Note that this publication was originally written for the ACC Docket — an in-house lawyers publication. Original link below.
As legal counsel, we spend most of our days communicating with our business partners, colleagues, opposing counsel, and many other stakeholders. Whether it’s writing an email, drafting a contract, or advising our clients over the phone (or Zoom), we provide our value through resolving issues and explaining risk mitigation processes through communicating. A significant portion of our careers is based on understanding information presented to us and communicating information back to support our organizations to make important decisions.
We believe that our role is critical to the business. But for some, it may not be as evident. Lawyers are often perceived in a negative light: pretentious, arrogant, and sealed in a vacuum, speaking their own language. Although ACC’s Chief Legal Officers (CLO) Survey articulates that four out of five CLOs report directly to the CEO of the organization, demonstrating that our services are critical to the business, ensuring we maintain that level of engagement at all levels of the business is also important.
As a lawyer for a university, I deal with various people — academics, administrative staff, senior management, and corporates — some who are familiar with legal concepts and others who hear “indemnity” and think it’s a disease. As such, I’ve found that there are three key things that have helped me to improve my communication, provided assistance, and demonstrated my value to the organization.
1. Speak the language of the business
Every organization has its own way of speaking. There are concepts and issues that are specific to those industries and businesses and it’s important for legal counsel to use this terminology to play on the same level as their business partners.
At the university where I work, we certainly have our own language that uses strings of acronyms. When most people hear “VC,” they think “venture capital,” but in a university it means “Vice Chancellor.” The term “DVCR” may sound like the latest form of technology to watch movies, but in this field, means “Deputy Vice Chancellor of Research.”
For me, being able to speak the language as my colleagues demonstrates my knowledge of the sector and the organization for which I work.
In addition to speaking the organization’s language, it’s also important to speak the same language as the business unit you are advising. For example, if you are speaking with the marketing department, try using terms such as “talent release forms” instead of “privacy consent forms.”
Using terminology that they may be familiar with such as “leads,” “CRM,” or “the brand” allows you to build your relationship because it shows that you listen to them. Listening to those who you are working with allows for a relationship for trust to form, ultimately assisting you to become part of the business decisions
2. Keep it simple
Once upon a time when we were law students, it probably made sense to use Latin, speak in technical legal language, and recite case law because it assisted us to demonstrate our legal knowledge to our professors. The problem is, when you’re in-house, your knowledge is assumed, and you are there to provide advice and support.

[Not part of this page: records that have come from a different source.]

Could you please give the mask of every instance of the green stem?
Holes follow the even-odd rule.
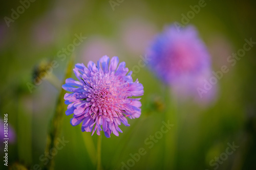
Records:
[[[97,145],[97,170],[101,169],[101,136],[98,136],[98,144]]]

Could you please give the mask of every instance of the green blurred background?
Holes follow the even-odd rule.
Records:
[[[33,83],[38,65],[57,61],[59,65],[53,69],[53,75],[62,82],[71,55],[61,61],[57,54],[73,43],[75,35],[81,34],[87,38],[74,49],[75,62],[86,65],[104,55],[117,56],[131,69],[154,35],[175,21],[182,23],[181,14],[186,15],[189,6],[199,2],[114,0],[112,3],[116,3],[114,10],[109,1],[36,0],[8,27],[4,17],[11,18],[12,9],[16,11],[21,3],[1,2],[0,113],[2,118],[8,113],[9,125],[16,134],[16,142],[9,145],[8,167],[18,163],[33,169],[35,164],[45,162],[39,157],[45,154],[60,87],[45,80],[30,92],[27,83]],[[213,70],[220,70],[223,65],[230,68],[218,81],[215,99],[201,104],[178,100],[146,67],[141,68],[134,79],[144,87],[141,116],[129,119],[130,127],[122,125],[123,133],[119,137],[102,135],[103,169],[214,169],[217,165],[209,162],[233,142],[239,148],[216,169],[256,169],[256,47],[234,66],[226,61],[243,48],[245,39],[256,41],[255,3],[213,0],[205,3],[189,23],[197,28],[206,44]],[[63,116],[59,137],[69,142],[54,156],[55,169],[95,169],[96,158],[92,161],[86,146],[92,139],[96,147],[97,136],[91,138],[90,133],[81,132],[79,126],[72,127],[71,117]],[[145,140],[160,130],[162,121],[167,120],[174,126],[148,148]],[[141,148],[146,154],[134,161],[134,165],[124,167],[122,162],[127,165],[130,154],[138,153]],[[2,148],[0,153],[1,168],[6,169]]]

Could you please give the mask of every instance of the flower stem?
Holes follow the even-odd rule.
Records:
[[[98,136],[98,144],[97,145],[97,170],[101,169],[101,136]]]

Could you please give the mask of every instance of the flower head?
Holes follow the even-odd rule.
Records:
[[[74,72],[78,79],[67,79],[62,88],[71,93],[64,96],[69,105],[66,115],[74,114],[70,123],[76,126],[82,123],[82,131],[97,130],[99,135],[103,131],[107,137],[113,133],[118,136],[122,132],[118,125],[122,123],[128,126],[125,117],[139,117],[141,114],[140,98],[133,96],[143,95],[143,87],[138,80],[133,82],[132,71],[114,57],[104,56],[97,65],[90,61],[87,67],[83,64],[76,64]],[[102,129],[101,129],[102,128]]]
[[[175,26],[158,35],[147,52],[151,69],[169,85],[203,72],[210,67],[210,57],[192,26],[179,31]]]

Our legal communications need to be clear enough to understand and succinct to allow busy people to make a decision. It’s all about using “plain English.” From the book Clear and Concise by Susan McKerihan, she states,
“Using plain English enables the reader to focus on the message, rather than being distracted by difficult language or complicated sentences.”
By articulating our legal advice to our business partners in plain English, it demonstrates that while we are experts in our field or a particular area of law, we are also skilled in explaining complex messages clearly, which benefits everyone!

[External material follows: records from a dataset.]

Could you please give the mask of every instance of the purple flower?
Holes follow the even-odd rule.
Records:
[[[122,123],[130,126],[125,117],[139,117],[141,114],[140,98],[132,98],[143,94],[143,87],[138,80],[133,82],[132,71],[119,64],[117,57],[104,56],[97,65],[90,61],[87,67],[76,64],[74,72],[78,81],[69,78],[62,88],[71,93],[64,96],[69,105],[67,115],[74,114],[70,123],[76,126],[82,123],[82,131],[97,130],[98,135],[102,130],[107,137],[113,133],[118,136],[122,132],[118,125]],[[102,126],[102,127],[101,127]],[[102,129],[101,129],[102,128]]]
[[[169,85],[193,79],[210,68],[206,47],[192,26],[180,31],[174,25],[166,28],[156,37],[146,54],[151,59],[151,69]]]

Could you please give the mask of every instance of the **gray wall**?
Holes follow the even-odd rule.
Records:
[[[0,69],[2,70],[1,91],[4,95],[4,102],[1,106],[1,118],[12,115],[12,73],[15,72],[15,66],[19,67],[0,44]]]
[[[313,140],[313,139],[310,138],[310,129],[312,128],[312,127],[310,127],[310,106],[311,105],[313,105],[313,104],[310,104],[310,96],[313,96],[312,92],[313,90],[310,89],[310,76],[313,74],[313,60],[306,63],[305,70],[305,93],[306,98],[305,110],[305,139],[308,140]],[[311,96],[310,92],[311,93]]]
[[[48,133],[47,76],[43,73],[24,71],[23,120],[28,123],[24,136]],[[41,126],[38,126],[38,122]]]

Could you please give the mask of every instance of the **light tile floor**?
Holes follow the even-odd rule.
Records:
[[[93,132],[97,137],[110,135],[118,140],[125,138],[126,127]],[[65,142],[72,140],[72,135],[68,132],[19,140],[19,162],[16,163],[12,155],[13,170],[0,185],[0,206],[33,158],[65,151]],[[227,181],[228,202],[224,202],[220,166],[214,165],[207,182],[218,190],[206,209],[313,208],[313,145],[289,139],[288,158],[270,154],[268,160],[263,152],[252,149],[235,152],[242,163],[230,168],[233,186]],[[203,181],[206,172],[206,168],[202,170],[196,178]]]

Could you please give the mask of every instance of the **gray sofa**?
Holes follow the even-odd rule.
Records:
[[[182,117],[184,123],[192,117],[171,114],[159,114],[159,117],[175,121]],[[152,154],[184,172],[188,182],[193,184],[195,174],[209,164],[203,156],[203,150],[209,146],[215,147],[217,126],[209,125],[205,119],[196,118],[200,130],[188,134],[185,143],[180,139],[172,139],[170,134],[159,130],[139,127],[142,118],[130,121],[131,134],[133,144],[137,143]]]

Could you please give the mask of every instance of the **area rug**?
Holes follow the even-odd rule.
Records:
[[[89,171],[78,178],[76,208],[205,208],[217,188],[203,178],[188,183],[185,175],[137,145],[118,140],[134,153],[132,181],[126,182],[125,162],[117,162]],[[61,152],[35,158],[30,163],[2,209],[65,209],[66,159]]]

Using plain English doesn’t mean dumbing the message down though. I know that my academic clients are incredibly talented, but are not experts in the area of law. So, I use some technical terminology and discuss complex subjects but articulating it in everyday “concrete” words, rather than abstract terms that sound intelligent.
3. Structure it
Often the way we present information affects how others may digest it. With people receiving on average 122 work emails daily, and 112.5 billion business emails sent each day, it’s difficult to get the attention of the reader when your email is just another in the pile.
I’ve often dreaded receiving those long emails in one singular block of text dropping into my inbox — I struggle to understand what’s going on and it requires more concentration to figure out if I need to action something from it.

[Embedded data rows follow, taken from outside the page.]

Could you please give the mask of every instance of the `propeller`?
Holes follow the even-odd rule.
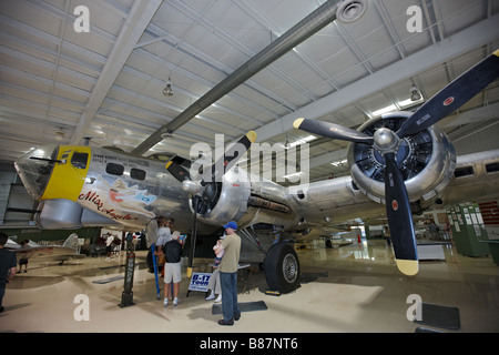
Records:
[[[297,119],[296,129],[353,143],[373,145],[385,158],[385,204],[398,270],[419,270],[409,197],[396,155],[404,138],[421,132],[459,109],[499,77],[499,50],[473,65],[422,104],[397,132],[378,129],[373,136],[340,125]]]
[[[231,145],[224,155],[212,164],[211,174],[201,174],[194,179],[190,171],[183,166],[185,160],[175,156],[166,163],[166,170],[180,182],[182,189],[192,194],[192,209],[194,220],[192,226],[192,247],[189,256],[187,277],[191,277],[195,245],[197,240],[197,214],[205,214],[211,211],[220,193],[220,182],[222,176],[244,155],[252,143],[256,141],[254,131],[247,132],[235,144]]]

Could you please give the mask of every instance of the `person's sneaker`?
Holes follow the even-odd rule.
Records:
[[[220,320],[218,324],[220,325],[234,325],[234,320],[230,320],[227,322],[225,322],[224,320]]]

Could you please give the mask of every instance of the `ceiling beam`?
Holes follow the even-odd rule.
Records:
[[[120,74],[124,63],[139,42],[145,28],[151,22],[163,0],[135,0],[132,9],[121,28],[116,42],[105,61],[94,90],[81,115],[78,128],[71,139],[71,144],[79,144],[95,116],[99,108],[108,95],[109,90]]]
[[[427,47],[295,112],[261,126],[255,130],[257,141],[265,142],[276,135],[286,133],[293,129],[293,122],[298,118],[320,119],[374,92],[384,90],[403,80],[408,80],[457,55],[490,43],[499,38],[497,23],[499,23],[499,14],[457,32],[444,41]]]
[[[171,133],[195,118],[196,114],[208,108],[212,103],[244,83],[247,79],[279,59],[294,47],[318,32],[336,19],[336,8],[340,1],[328,0],[278,39],[265,47],[255,57],[251,58],[228,77],[222,80],[215,88],[205,93],[200,100],[191,104],[173,121],[163,125],[151,134],[144,142],[135,148],[132,153],[143,154],[157,142],[161,142],[163,133]]]

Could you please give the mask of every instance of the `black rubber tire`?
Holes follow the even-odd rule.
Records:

Often using headings, bullet points, and short sentences are useful, practical ways to make your emails more digestible. Another method I’ve adopted is the “What? So what? Now what?” approach to presenting legal advice.
- What? is where you pose the question you’ve been asked and some basic facts.
- So what? is the application of the law, the organizational circumstances, and the facts together.
- Now what? is the solution to the problem and the legal advice which ultimately answers the question.
Matt Abrahams said that “communication structures served as scaffolding for our messages” and our message as legal advisors is critical to be heard, viewed, and considered. Being able to present advice and communications in a clear format allows for it to be more useful to our clients.
Ultimately, legal counsel provide their value through clearly articulating their technical legal advice in simple terms and in a reader-friendly format. We should strive to cut through the noise and get to the point, allowing our business partners to make decisions fully informed of the risks. As James Humes, a speechwriter for five US presidents once said, “The art of communication is the language of leadership.”